5. Как ты знаешь, я всегда любил Марка Брута за его необычайный ум, приятнейший нрав, исключительную честность и постоянство. Тем не менее в мартовские иды[4846] к любви прибавилось столько, что я удивляюсь, что для увеличения было место в том, что мне уже давно казалось избыточным. Кто подумал бы, что к той любви, которую я испытывал к тебе, что-либо может прибавиться? Прибавилось столько, что мне кажется, будто я только теперь люблю, что ранее я питал расположение.
6. Итак, какое основание к тому, чтобы я советовал тебе служить достоинству и славе? Чтобы я приводил в пример славных мужей, которые советуют то, что они обычно делают?
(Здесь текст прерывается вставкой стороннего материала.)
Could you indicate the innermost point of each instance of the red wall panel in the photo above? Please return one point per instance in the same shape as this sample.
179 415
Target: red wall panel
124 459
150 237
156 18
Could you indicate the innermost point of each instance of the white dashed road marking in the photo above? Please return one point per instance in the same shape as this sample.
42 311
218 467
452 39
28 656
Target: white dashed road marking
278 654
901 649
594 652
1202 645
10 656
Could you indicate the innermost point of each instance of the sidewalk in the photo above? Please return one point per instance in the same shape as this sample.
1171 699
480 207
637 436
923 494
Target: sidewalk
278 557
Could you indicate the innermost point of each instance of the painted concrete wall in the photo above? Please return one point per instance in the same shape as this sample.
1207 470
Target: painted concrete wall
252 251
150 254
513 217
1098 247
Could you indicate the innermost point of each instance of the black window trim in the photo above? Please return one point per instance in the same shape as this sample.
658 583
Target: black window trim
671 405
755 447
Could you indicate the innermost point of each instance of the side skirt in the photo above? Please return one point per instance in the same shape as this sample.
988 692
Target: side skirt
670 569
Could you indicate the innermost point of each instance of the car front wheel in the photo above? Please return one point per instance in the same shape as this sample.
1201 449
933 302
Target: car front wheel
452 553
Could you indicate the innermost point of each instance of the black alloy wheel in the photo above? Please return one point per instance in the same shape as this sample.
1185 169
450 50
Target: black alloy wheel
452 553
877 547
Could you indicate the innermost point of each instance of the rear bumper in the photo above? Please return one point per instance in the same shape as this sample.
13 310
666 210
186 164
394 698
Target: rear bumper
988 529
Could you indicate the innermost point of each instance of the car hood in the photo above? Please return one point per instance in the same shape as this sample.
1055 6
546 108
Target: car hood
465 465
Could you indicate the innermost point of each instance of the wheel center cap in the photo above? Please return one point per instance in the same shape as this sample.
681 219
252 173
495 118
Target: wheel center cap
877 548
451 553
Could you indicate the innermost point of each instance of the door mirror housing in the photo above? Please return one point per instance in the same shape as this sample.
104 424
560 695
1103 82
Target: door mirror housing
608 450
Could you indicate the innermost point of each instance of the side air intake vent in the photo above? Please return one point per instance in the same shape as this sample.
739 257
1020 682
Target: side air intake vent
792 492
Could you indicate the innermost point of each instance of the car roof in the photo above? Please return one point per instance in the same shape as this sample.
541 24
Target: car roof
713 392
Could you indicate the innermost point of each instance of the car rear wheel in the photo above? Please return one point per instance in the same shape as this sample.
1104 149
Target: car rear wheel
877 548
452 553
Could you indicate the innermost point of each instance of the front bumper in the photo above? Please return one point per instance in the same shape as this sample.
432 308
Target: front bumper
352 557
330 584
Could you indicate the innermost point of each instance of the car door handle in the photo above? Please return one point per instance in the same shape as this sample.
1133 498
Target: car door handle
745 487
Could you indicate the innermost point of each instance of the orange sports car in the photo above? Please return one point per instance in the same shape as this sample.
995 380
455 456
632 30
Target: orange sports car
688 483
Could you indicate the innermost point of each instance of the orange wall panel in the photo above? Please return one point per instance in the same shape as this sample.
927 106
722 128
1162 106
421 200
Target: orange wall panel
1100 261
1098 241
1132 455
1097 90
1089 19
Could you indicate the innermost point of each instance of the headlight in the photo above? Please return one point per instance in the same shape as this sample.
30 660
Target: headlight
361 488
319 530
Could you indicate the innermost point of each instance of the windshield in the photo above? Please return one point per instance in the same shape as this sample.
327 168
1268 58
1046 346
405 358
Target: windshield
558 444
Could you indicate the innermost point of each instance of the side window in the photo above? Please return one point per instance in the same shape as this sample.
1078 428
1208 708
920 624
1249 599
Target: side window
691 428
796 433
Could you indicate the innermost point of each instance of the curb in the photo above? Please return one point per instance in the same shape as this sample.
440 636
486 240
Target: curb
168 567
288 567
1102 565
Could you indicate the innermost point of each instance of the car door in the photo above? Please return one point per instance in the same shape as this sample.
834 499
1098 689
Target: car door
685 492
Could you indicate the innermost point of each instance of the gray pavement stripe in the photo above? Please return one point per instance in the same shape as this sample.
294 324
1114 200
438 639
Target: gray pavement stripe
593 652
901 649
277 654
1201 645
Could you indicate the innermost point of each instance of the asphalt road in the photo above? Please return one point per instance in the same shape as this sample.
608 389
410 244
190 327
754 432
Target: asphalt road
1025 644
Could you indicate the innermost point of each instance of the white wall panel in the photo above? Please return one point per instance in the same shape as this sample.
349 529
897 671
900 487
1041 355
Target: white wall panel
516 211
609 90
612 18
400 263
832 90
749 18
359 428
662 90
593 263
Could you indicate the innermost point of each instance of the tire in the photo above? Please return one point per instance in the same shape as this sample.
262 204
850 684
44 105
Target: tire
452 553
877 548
У меня нет никого более славного, чем ты сам. Тебе надо подражать себе, состязаться с самим собой. После столь великих деяний тебе даже не дозволено не быть похожим на себя.
7. Раз это так, в советах нет необходимости; поздравление более уместно. Ведь ты достиг того (полагаю, этого никто не достиг), что чрезмерная суровость наказания[4847] не только не вызывает ненависти, но даже угодна народу и чрезвычайно приятна как всем честным, так и любому из черни. Если бы ты достиг этого в силу какой-то судьбы, я поздравил бы твою удачливость; но ты достиг благодаря величию и духа и ума, а также замысла. Ведь я прочел твою речь на народной сходке[4848]: ничего мудрее ее. Как твой подход к вопросу о событии, так и отход были произведены тобой так исподволь и постепенно, что сами обстоятельства, при общем согласии, предоставили тебе возможность своевременного наказания.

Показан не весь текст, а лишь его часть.